Department of Plant Pathology, University of Minnesota, St, Paul, Minnesota 55108, USA.
BMC Bioinformatics. 2013 Nov 20;14:335. doi: 10.1186/1471-2105-14-335.
Small peptides encoded as one- or two-exon genes in plants have recently been shown to affect multiple aspects of plant development, reproduction and defense responses. However, popular similarity search tools and gene prediction techniques generally fail to identify most members belonging to this class of genes. This is largely due to the high sequence divergence among family members and the limited availability of experimentally verified small peptides to use as training sets for homology search and ab initio prediction. Consequently, there is an urgent need for both experimental and computational studies in order to further advance the accurate prediction of small peptides.
We present here a homology-based gene prediction program to accurately predict small peptides at the genome level. Given a high-quality profile alignment, SPADA identifies and annotates nearly all family members in tested genomes with better performance than all general-purpose gene prediction programs surveyed. We find numerous mis-annotations in the current Arabidopsis thaliana and Medicago truncatula genome databases using SPADA, most of which have RNA-Seq expression support. We also show that SPADA works well on other classes of small secreted peptides in plants (e.g., self-incompatibility protein homologues) as well as non-secreted peptides outside the plant kingdom (e.g., the alpha-amanitin toxin gene family in the mushroom, Amanita bisporigera).

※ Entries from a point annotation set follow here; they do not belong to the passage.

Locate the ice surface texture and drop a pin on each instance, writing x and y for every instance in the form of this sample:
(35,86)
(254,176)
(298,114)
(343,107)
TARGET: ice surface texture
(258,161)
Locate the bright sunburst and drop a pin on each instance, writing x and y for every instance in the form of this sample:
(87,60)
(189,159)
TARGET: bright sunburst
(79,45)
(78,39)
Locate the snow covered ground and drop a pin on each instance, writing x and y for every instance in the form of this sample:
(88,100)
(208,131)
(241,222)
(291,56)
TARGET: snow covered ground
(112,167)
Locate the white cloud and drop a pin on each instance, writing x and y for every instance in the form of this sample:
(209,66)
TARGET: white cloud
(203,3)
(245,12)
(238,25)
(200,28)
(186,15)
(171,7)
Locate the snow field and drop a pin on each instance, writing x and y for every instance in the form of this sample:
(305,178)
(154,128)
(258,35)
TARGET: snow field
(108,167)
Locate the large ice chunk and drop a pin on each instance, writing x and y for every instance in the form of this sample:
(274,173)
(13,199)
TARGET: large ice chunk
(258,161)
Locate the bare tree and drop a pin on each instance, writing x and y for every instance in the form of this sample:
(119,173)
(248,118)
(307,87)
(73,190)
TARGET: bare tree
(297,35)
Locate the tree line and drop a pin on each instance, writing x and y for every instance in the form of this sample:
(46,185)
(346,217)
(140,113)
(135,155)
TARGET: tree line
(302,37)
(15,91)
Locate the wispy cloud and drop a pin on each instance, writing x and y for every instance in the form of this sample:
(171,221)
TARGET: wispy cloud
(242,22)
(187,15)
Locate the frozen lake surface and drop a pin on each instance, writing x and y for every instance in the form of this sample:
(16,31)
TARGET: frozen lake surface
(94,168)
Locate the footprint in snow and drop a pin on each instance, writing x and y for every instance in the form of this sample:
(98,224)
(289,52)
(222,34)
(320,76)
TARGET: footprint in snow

SPADA is a free software tool that accurately identifies and predicts the gene structure for short peptides with one or two exons. SPADA is able to incorporate information from profile alignments into the model prediction process and makes use of it to score different candidate models. SPADA achieves high sensitivity and specificity in predicting small plant peptides such as the cysteine-rich peptide families. A systematic application of SPADA to other classes of small peptides by research communities will greatly improve the genome annotation of different protein families in public genome databases.
最近的研究表明,植物中作为一单或双外显子基因编码的小肽能够影响植物发育、繁殖和防御反应的多个方面。然而,流行的相似性搜索工具和基因预测技术通常无法识别属于这一类基因的大多数成员。这主要是由于家族成员之间的序列高度分化,以及缺乏经过实验验证的小肽作为同源搜索和从头预测的训练集。因此,无论是实验研究还是计算研究,都迫切需要进一步准确预测小肽。
我们在这里提出了一种基于同源性的基因预测程序,用于在基因组水平上准确预测小肽。给定高质量的轮廓比对,SPADA 能够识别和注释测试基因组中的几乎所有家族成员,其性能优于所有调查的通用基因预测程序。使用 SPADA,我们在当前的拟南芥和蒺藜苜蓿基因组数据库中发现了大量的错误注释,其中大多数都有 RNA-Seq 表达支持。我们还表明,SPADA 在植物中其他种类的小分泌肽(如自交不亲和蛋白同源物)以及植物王国以外的非分泌肽(如蘑菇 Amanita bisporigera 中的 alpha-amanitin 毒素基因家族)上也能很好地工作。
SPADA 是一个免费的软件工具,能够准确识别和预测具有一个或两个外显子的短肽的基因结构。SPADA 能够将来自轮廓比对的信息纳入模型预测过程,并利用它来对不同的候选模型进行评分。SPADA 在预测小植物肽(如富含半胱氨酸的肽家族)方面具有较高的灵敏度和特异性。研究界系统地将 SPADA 应用于其他种类的小肽,将极大地提高公共基因组数据库中不同蛋白质家族的基因组注释水平。